Hossein Maher

A Requiem for a Befallen Calamity

By Samila Amir-Ebrahimi

Shock, that’s the name Hossein Maher chose for his fish series, which was first shown in the winter of 2009 at Etemad Art Gallery in Tehran. The collection included 21 large paintings of mutilated fish flesh. Aptly titled, paintings in Shock were amongst the most lurid and expressive in Mr. Maher’s oeuvre.
What do these flayed carcasses have to say? Are they telling us how they were caught, cleaned, gutted, cut, and broiled before ending up on our plates? Are their lacerated bodies only an excuse for the painter to study form, color, and texture, to better force realism into abstraction? Or perhaps they speak of a condition, an accident, a fate, a human tragedy?

Fish are cold-blooded, seafaring creatures whose bodies even many dedicated vegetarians find palatable. It is perhaps due to their graceful and studied comportment that they have come to represent life and movement, purity and innocence. As a motif they have been used in works of Iranian craftsmen and women of different eras and millennia. Mr. Maher has also made use of the fish motif in his works, expressively or ornamentally. But in Shock his fish are used in an entirely different manner. They have become creatures of flesh, bone, and skin. They have acquired a human aura.

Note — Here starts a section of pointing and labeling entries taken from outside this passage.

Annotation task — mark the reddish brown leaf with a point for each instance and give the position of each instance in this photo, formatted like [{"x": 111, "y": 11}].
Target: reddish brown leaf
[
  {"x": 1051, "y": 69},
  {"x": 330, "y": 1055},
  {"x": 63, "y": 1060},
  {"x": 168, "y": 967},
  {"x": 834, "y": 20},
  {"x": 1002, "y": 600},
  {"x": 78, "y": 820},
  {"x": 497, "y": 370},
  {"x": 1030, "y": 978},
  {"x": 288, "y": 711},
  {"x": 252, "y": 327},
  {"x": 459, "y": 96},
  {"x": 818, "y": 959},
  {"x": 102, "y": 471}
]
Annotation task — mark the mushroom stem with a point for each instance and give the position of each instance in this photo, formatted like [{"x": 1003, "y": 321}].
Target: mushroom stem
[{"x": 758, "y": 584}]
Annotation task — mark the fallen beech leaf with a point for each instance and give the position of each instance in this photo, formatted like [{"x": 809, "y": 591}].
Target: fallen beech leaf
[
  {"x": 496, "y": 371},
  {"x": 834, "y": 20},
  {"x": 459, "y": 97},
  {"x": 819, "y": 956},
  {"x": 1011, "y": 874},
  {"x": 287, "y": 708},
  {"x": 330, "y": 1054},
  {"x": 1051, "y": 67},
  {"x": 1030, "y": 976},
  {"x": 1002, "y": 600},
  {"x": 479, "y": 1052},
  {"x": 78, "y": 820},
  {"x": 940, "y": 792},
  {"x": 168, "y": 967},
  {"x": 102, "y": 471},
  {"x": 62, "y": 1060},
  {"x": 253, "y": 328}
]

In some canvases, fish carcasses shine brightly against a dark background. The painter has been able to use the form and texture of his subject matter to emphasize a metaphoric presence, one that invites viewers of his works to move into a different plane of understanding. Free style and excited brushstrokes, the red of blood and the pink of raw flesh, transparent layers of paint that moves from the flesh and skin to bones, veins, muscles, and the innards, popped up eyes that have frozen life in its track, grotesque heads hanging frighteningly, precipitously from their bodies, as if they wanted to hang on to dear life at all cost, all these submerge the viewer in the dark waters of death. The choice of large canvases increases the unpleasant and disturbing effect on the viewer. The strong and violent contrast between positive and negative spaces, the use of glaze on oil and acrylic, has infused these paintings with renewed vigor. The fish are no longer the white and silver trout that we fry to eat. They are kin to deformed and hitched bodies in the works of Rembrandt and Bacon, or bunnies and fish in paintings of Soutine — they speak of the innocence and bewilderment of the “victim” and the violence inherent in the desire to kill.

In the later works of this collection, once the initial excitement of describing the calamity has subsided, the painter brings us from the depth of realism back to the surface of abstraction. He flattens fish carcasses and in this way simplifies their form on canvas. His controlled brush attends to the formal relationship between parts. At this level, we no longer see eyes, body parts, head, or tail. The red and black of the calamity has given way to the blue, white, and gray of memory. Form and texture acquires an abstract quality and anemic patterns similar to the flesh and bones of the fish sit next to geometric and abstract forms. The fish are no longer and cannot even be imagined. It seems as if only a memory of the befallen disaster lingers. This collection, as such can be regarded as a requiem for victims of a calamity.